In January 1890 Thoms once again performed with the NYPC in a program of chamber music at CH. The following month she accompanied Metropolitan Opera tenor Julius Perotti in a concert of opera arias he gave at the Broadway Theatre with conductor Nahan Franko, a concert which also featured her performing Liszt's arrangement of Weber's Polacca brillante, Op. 72. Thoms was featured on the front cover of The Musical Courier on February 19, 1890. She remained active in New York City as a concert pianist during the first half of the 1890s, and also taught piano out of her own studio located at 341 E. 19th St in Manhattan. She also worked as a vocal coach for singers like Adelina Patti and Nellie Melba. In 1894 she gave a recital at Loretto College in Ontario, Canada.
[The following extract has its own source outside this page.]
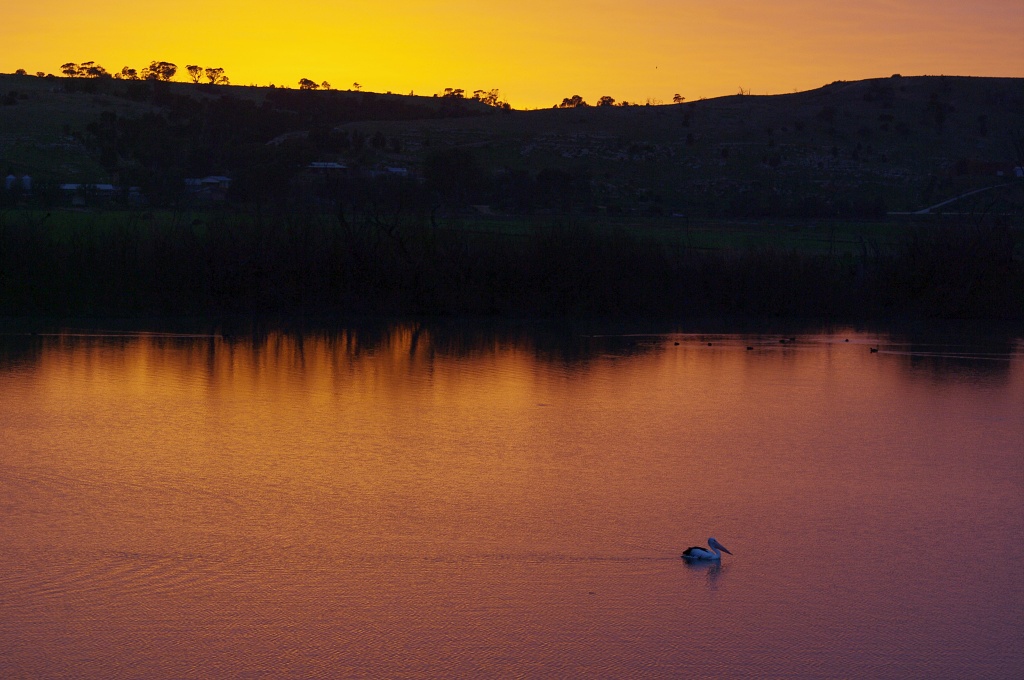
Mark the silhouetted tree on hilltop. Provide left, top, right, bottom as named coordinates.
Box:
left=141, top=61, right=178, bottom=82
left=558, top=94, right=590, bottom=109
By 1896 Thoms had relocated to Buffalo, New York, where she operated a piano studio out of the Hotel Niagara. By 1905 she was also teaching singing out of her studio in Buffalo. She continued to work as a teacher in Buffalo in the 1910s. By 1912 she had gained a national reputation as a voice teacher with several of her students working in opera and the concert stage. Her husband died in May 1913.

In 1922 Thoms relocated to St. Louis, Missouri, where her mother was then living, and remained there as a music teacher. She was still accompanying her voice students in concerts in St. Louis as late as November 1939. Her students would occasionally perform music composed by Thoms, including an opera she wrote, Portia.

Thoms died October 9, 1941, in Los Angeles at the age of 82. She is buried at Forest Lawn Memorial Park.